为什么不能在一维卷积中设置内核大小？

Question

I use keras build 1D Convolution + LSTM. I try to set kernel size = 5 like this image 1D Convoluton . I have data all 72 value and separate to test set 6 value. It can set kernel to 1. If I set kernel to another size it show error. This my data.csv file.

This is my code.

import pandas as pd
import numpy as np
from keras.layers import LSTM
from keras.layers import Conv1D
from pandas.tseries.offsets import MonthEnd
from sklearn.preprocessing import MinMaxScaler
from keras.models import Sequential
from keras.layers import Dense
import keras.backend as K
from keras.layers import Embedding
from keras.layers import GRU

df = pd.read_csv('D://data.csv',
             engine='python')


df['DATE_'] = pd.to_datetime(df['DATE_']) + MonthEnd(1)
df = df.set_index('DATE_')
df.head()

split_date = pd.Timestamp('03-01-2015')

########## Separate train and test data ##########
train = df.loc[:split_date, ['COLUMN1']]
test = df.loc[split_date:, ['COLUMN1']]

sc = MinMaxScaler()

train_sc = sc.fit_transform(train)
test_sc = sc.transform(test)

X_train = train_sc[:-1]
y_train = train_sc[1:]

X_test = test_sc[:-1]
y_test = test_sc[1:]


###################  Convolution  #######################

X_train_t = X_train[:, None]
X_test_t = X_test[:, None]

K.clear_session()
model = Sequential()

model.add(Conv1D(12, 5, activation='relu', input_shape=(None,1)))
model.add(LSTM(5,return_sequences=True))
model.add(LSTM(3)) 
model.add(Dense(1))

model.compile(loss='mean_squared_error', optimizer='adam' )
model.fit(X_train_t, y_train, epochs=400, batch_size=10, verbose=1)

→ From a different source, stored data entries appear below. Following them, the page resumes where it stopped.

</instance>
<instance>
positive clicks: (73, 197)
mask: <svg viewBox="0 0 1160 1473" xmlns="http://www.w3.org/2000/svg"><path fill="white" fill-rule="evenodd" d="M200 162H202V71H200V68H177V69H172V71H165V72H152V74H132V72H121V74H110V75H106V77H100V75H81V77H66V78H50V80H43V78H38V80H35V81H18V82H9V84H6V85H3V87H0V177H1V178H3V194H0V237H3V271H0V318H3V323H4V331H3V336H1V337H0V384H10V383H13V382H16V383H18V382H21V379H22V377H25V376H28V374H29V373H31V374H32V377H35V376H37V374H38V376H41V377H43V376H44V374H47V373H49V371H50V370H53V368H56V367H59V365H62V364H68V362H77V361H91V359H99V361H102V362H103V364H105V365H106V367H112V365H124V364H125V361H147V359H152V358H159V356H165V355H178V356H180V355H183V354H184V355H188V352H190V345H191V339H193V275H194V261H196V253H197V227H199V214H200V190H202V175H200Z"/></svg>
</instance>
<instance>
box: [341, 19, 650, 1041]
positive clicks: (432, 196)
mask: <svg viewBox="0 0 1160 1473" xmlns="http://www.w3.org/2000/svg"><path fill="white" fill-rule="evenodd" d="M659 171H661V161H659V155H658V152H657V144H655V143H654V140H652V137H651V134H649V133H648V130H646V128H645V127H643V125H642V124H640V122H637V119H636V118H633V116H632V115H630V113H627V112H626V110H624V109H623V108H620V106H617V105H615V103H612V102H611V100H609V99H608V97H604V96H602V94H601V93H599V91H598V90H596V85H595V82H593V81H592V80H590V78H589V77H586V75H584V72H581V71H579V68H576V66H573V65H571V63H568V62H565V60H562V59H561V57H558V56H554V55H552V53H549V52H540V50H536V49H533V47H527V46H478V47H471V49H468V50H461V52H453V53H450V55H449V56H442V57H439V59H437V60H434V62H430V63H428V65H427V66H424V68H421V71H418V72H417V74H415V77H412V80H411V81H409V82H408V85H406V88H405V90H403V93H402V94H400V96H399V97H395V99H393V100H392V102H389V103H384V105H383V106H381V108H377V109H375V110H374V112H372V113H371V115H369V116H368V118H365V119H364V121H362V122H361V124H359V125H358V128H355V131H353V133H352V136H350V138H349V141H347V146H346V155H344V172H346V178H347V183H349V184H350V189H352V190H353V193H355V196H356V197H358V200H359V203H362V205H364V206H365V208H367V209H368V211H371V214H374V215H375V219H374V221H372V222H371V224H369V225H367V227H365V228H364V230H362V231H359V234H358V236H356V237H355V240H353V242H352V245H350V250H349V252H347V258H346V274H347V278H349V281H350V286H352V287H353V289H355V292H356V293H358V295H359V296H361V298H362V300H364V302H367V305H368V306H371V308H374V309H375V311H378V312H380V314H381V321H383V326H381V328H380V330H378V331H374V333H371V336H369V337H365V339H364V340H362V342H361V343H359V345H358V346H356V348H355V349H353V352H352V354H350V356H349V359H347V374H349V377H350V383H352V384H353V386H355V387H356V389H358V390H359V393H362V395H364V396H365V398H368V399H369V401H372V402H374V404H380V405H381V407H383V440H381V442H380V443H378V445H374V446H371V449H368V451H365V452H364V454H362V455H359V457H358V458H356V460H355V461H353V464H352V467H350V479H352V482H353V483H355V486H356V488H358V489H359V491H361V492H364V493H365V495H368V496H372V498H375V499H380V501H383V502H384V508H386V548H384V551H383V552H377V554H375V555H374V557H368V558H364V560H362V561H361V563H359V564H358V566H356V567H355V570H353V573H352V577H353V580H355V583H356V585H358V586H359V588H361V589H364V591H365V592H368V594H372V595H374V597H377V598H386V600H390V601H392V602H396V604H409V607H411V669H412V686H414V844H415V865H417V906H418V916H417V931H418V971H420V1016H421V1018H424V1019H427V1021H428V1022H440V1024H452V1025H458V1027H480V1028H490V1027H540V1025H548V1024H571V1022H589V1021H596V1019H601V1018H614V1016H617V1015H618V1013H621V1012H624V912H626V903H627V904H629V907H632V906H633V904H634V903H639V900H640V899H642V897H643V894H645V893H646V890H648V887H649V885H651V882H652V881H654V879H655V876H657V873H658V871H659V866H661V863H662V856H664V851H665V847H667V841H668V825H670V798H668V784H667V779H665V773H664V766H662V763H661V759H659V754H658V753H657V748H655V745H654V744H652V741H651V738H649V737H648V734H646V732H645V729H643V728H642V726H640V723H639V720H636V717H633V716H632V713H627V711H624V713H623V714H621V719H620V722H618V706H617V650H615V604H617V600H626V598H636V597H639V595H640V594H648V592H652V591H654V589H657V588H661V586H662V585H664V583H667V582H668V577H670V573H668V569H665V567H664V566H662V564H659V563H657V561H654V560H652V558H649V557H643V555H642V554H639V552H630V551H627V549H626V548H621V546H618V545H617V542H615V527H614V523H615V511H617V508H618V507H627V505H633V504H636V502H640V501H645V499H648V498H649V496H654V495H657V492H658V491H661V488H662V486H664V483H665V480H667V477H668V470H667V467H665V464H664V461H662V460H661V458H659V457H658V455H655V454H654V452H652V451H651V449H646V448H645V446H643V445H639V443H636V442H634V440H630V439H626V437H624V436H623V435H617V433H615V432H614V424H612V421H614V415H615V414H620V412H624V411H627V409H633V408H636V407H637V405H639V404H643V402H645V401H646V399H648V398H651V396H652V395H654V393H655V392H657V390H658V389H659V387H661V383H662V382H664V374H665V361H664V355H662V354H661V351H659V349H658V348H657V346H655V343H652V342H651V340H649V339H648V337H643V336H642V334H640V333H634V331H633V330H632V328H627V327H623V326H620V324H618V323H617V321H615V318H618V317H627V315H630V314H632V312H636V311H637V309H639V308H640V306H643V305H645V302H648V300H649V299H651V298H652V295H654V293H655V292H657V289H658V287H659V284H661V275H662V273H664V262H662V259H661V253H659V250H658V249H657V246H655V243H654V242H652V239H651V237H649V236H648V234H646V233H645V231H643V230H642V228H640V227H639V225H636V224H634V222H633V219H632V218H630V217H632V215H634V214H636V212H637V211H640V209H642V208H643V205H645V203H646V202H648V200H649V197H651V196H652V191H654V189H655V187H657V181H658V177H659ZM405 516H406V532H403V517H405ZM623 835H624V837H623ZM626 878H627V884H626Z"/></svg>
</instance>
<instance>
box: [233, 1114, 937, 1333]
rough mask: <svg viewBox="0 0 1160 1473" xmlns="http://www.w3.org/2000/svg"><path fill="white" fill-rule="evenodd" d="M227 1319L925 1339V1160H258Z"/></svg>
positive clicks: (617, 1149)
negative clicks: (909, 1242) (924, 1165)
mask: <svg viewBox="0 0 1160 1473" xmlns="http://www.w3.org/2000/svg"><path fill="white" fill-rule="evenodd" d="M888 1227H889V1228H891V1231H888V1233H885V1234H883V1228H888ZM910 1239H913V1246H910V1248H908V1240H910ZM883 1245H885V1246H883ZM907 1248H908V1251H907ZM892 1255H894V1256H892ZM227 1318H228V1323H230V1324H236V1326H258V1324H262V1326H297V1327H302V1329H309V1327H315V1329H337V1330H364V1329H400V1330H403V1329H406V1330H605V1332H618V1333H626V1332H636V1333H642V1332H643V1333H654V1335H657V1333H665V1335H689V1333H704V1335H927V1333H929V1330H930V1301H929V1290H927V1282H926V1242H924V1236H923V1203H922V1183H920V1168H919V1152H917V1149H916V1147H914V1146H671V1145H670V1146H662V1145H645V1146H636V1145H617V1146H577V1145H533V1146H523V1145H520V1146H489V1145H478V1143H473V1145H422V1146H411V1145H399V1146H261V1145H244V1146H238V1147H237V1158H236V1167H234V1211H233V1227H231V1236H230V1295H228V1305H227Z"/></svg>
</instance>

y_pred = model.predict(X_test_t)

print(y_pred)
print(y_test)

When I run it show error like this.

InvalidArgumentError (see above for traceback): computed output size would be negative

Answer 1

This line:

model.add(Conv1D(12, 5, activation='relu', input_shape=(None,1)))

says that the input is of unknown batch size, and within a batch, it's 1 long, that is exactly one number. And you're trying to fit a 5-kernel convolution over it. If you use padding "same" this would just yield an output of one number (the input number multiplied by the middle number of your kernel), but with the default "valid" padding, this would make the output size negative.

With input_shape = ( None, 5 ) you would get exactly one number (per filter) as output, if you have only 1 number that would make the size -4 theoretically but that has no practical meaning.